La dose toxique de ces différents végétaux n’est pas connue chez les perroquets de compagnie, mais chez le chien, par exemple, l’ingestion de 15 à 30 g d’oignons par kg de poids vif entraîne l’apparition de symptômes d’intoxication. En d’autres termes, un chien de 10 kg qui ingérerait 150 à 300 g d’oignons — crus ou cuits, peu importe — va montrer des signes cliniques. Des auteurs ont par ailleurs rapporté le cas d’une conure de Weddell (Aratinga weddelli) de 67 g, morte 2 jours après avoir ingéré une demi gousse d’ail (soit approximativement 1 g d’ail).

Les végétaux du genre Allium contiennent notamment des substances soufrées insaturées à action oxydante responsables d’une altération de l’hémoglobine, le transporteur de l’oxygène dans le sang. Il en résulte des symptômes divers tels que fatigue, faiblesse, augmentation de la fréquence cardiaque, muqueuses pâles,... apparaissant en général quelques jours après l’ingestion du toxique.

Rhubarbes
La famille des Polygonacées comprend 30 genres et 750 espèces, parmi lesquelles on trouve les rhubarbes (Rheum spp) et les oseilles (Rumex spp.).
La toxicité de ces végétaux est surtout liée à la présence d’acide oxalique, un composé responsable d’une altération des reins et pourvu de propriétés corrosives, à l’origine d’une irritation sévère du tractus digestif. Notons que les « intoxications oxaliques » ne concernent pas uniquement les espèces végétales des genres Rheum et Rumex.

Il existe en effet un ensemble de plantes dites « à oxalates », qui regroupe notamment les Dieffenbachia et les Philodendron (cf. ci-dessous), les betteraves, ... Les doses toxiques de ces différents végétaux chez les psittacidés ne sont malheureusement pas connues, les seuls cas d’intoxication répertoriés étant relatifs aux bovins, aux moutons, ainsi que chez l’homme.

A côté des ces aliments, il faut mentionner la toxicité des noyaux de certaines variétés de Prunus. Ainsi, les noyaux d’abricots (Prunus armeniaca), de pêches (Prunus persica), de prunes (Prunus domestica) ainsi que les amandes (Prunus dulcis) renferment des composés cyanogènes, c’est-à-dire des substances qui, lors de la digestion, libèrent du cyanure. Les teneurs sont cependant variables selon les espèces et variétés considérées, et la mastication des noyaux est nécessaire pour permettre la libération des principes toxiques.

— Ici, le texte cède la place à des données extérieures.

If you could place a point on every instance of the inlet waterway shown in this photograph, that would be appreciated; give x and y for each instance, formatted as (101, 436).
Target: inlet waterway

Le cyanure est un poison puissant, donnant lieu en général à une intoxication foudroyante : convulsions, difficultés respiratoires et mort en quelques minutes.

Par conséquent, on évitera soigneusement de laisser les perroquets grignoter, croquer, casser et/ou avaler les noyaux de ces végétaux.

 

Plantes d’intérieur

Figure 1 : Le Muguet                                                     

Le muguet (Convallaria majalis) (figure 1),

Membre de la famille des Liliacées, est également une plante pourvue d’une certaine toxicité, qui se manifeste par des signes de défaillance cardiaque. Présent dans les maisons aux alentours du 1er mai, le muguet fait partie des 15 plantes les plus fréquemment citées dans les appels téléphoniques du Centre Antipoisons belge. La dose toxique du muguet pour les psittacidés n’est cependant pas connue. Notons que la famille des Liliacées comporte d’autres plantes toxiques.

 Figure 2 : Lilium Croceum

C’est notamment le cas des lys (Lilium spp. et Hemerocallis spp.) (figure 2), souvent utilisables comme fleurs à couper.

Bien que la toxicité de ces végétaux à l’égard des perroquets de compagnie — voire des oiseaux en général — ne soit pas connue, on sait en revanche que leur ingestion provoque des atteintes rénales graves chez le chat. Trois à 10 feuilles seraient ainsi suffisantes pour entraîner la mort chez cette espèce.

En l’absence d’information plus spécifique pour les psittacidés et par mesure de précaution, on ne peut que conseiller au propriétaire d’éviter de disposer ce type de plantes dans l’environnement immédiat de leur animal. A côté du muguet et des lys, mentionnons encore le cas des végétaux du genre Aloe, membres eux aussi de la famille des Liliacées.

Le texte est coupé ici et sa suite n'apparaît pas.